The novel introduces us to DI Olivia Hardy, a firm but fair cop, and her new partner, DS Lauren Groves. Their wildly different backgrounds and styles of policing cause problems at first, but the two women bond over a shared love of music, and over the pressures of juggling complicated family lives with the horrors of the job. Both women try to reconcile their problematic family lives – Olivia’s issues with her teenage children, Lauren’s collapsing marriage – with the demands of a job that requires heart and soul. Their beat is a decaying coastal town in the south of England – a shadow of its Victorian glory – and criminals are lurking even where you’d least expect them. As Olivia and Lauren investigate a harrowing murder, the events of the case spiral – and so do the issues in their personal lives …

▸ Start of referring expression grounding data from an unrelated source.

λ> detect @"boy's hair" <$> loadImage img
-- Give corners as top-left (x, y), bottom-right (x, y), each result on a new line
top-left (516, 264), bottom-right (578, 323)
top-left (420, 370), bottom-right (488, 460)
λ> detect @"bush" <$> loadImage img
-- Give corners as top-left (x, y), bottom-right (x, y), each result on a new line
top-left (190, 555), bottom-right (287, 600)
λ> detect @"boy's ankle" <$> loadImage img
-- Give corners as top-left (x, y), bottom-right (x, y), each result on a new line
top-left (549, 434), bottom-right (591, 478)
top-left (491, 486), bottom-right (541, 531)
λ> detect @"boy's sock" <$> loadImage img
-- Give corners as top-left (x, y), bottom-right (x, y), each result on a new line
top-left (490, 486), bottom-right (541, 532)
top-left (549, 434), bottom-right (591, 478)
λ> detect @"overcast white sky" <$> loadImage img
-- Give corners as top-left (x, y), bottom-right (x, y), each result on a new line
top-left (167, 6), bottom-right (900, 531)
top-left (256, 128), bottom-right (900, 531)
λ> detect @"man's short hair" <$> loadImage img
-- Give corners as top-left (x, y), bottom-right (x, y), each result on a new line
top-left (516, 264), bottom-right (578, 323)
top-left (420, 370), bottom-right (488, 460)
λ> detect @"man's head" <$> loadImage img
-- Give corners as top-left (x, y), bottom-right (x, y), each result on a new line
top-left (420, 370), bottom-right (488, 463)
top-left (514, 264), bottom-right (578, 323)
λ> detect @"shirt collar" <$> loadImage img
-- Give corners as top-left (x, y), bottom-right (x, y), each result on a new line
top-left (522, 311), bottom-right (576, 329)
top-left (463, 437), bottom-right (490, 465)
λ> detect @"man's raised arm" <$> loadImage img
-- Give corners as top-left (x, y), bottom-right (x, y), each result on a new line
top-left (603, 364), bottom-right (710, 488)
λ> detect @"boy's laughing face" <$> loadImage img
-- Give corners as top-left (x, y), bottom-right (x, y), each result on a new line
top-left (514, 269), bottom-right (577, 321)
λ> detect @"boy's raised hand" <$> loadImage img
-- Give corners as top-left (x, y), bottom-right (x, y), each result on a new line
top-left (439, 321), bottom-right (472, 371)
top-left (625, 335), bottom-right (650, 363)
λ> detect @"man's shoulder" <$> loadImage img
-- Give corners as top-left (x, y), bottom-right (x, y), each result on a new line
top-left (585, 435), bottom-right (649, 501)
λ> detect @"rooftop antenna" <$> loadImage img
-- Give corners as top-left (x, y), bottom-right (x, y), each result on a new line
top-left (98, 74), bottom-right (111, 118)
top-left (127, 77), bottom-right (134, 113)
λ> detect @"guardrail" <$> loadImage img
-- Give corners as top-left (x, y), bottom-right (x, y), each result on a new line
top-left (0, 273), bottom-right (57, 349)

An ex-member of Mensa (bored!),Andrea Frazer is married, with four grown-up children, and lives in the Dordogne with her husband Tony and their seven cats. She has wanted to write since she first began to read at the age of five, but has been a little busy raising a family and working as a lecturer in Greek (she has a Fellowship Diploma in Greek), and teaching music. Apart from writing, Andrea continues to teach music, and now also teaches French to ex-pats. Her interests include playing several instruments (but not all at the same time!), reading, and choral singing (she sings with two choirs in a nearby town). In her spare time, she breathes!
Perhaps a score of 2 is a bit unfair but I cant bring myself to go to a three.

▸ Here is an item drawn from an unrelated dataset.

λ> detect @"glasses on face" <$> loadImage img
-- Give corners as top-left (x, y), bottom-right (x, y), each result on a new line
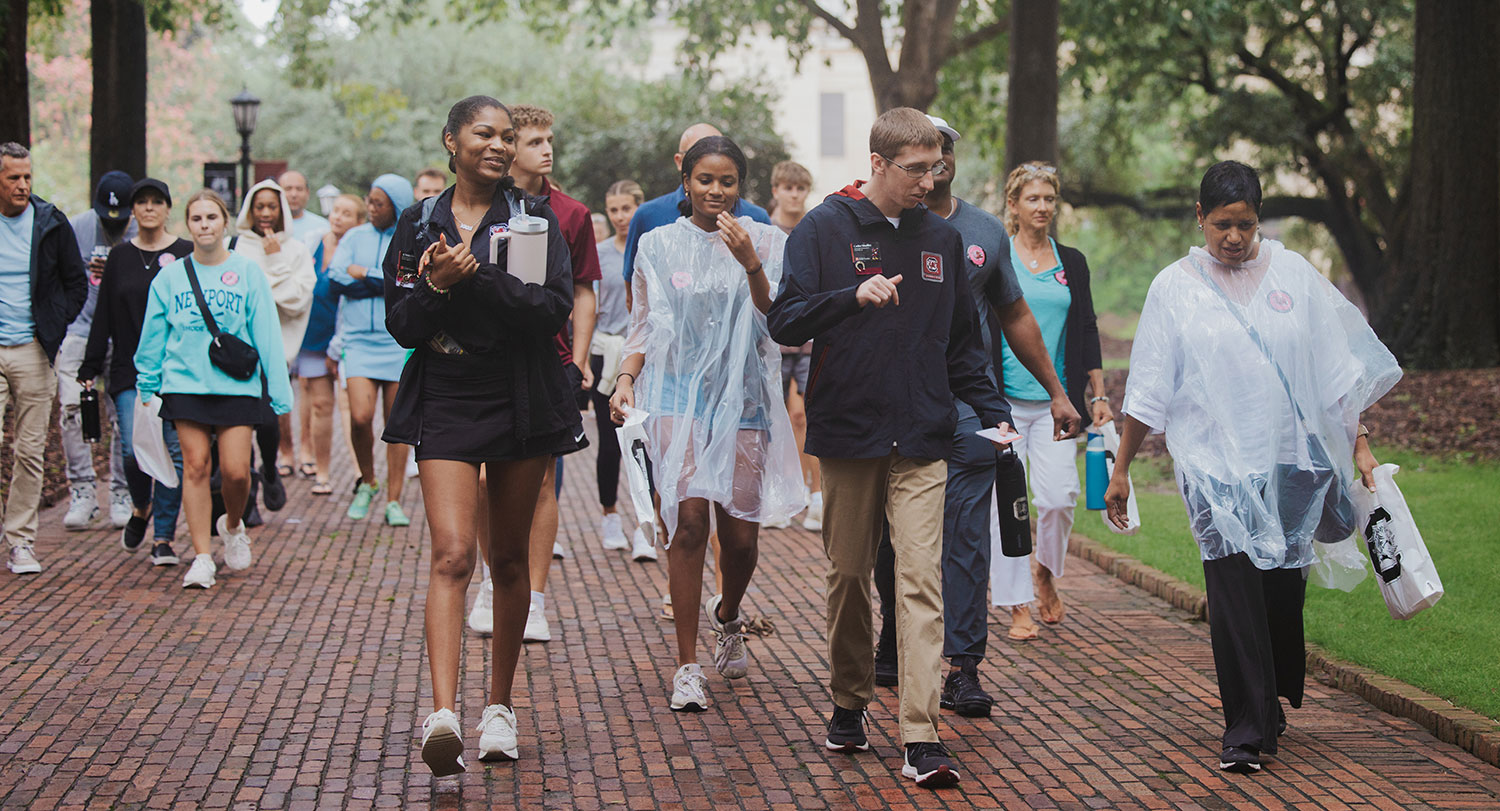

I really like most of Andrea Frazer's characters with, of course, the wonderful Lady Amanda Lightly at the top of the list.

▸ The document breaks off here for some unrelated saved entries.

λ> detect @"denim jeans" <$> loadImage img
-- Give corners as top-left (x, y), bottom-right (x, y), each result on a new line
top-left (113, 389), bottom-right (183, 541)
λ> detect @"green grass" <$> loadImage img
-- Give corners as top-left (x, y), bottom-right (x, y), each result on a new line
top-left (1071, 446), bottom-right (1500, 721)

But not this one. Pompous, not very clever and fairly one dimensional central characters who seem to have received their police training by watching TV crime shows. Drug linked murders with a brutality that added nothing to the thin storyline pursued.
Another reviewer mentioned that they lost count of the numbers of bottles of wine consumed by these two in only a few days and I would add the number of elicit prescription sleeping tablets without a hint of irony between this and tut tutting the criminal drug trade.
Insite, humility and humor might have turned this into an interesting (though very black) comedy.
I had a difficult time liking these women but by the end I was able to see Andrea's style start emerging.I will read the next book as she was a favorite author and created the best in Falconer files.
This book was the most miserable effort I have read this year at least I got to the end I was so bored I was counting how many bottles of wine they got through
Very interesting new mystery series from Ms. Frazer. Excellent depiction of characters, showing the private as well as professional lives of two female police officers. Lots of action and suspense with some humour thrown in. I'm very much looking forward to the continuing adventures of "Lauren and Hardy."
I am a great fan of the Falconer Books, so I eagerly bought this first one in a new series by Andrea Frazer, I tried but gave up before the end. Stereotype characters in stereotype situations, and silly pun names. Very disappointed.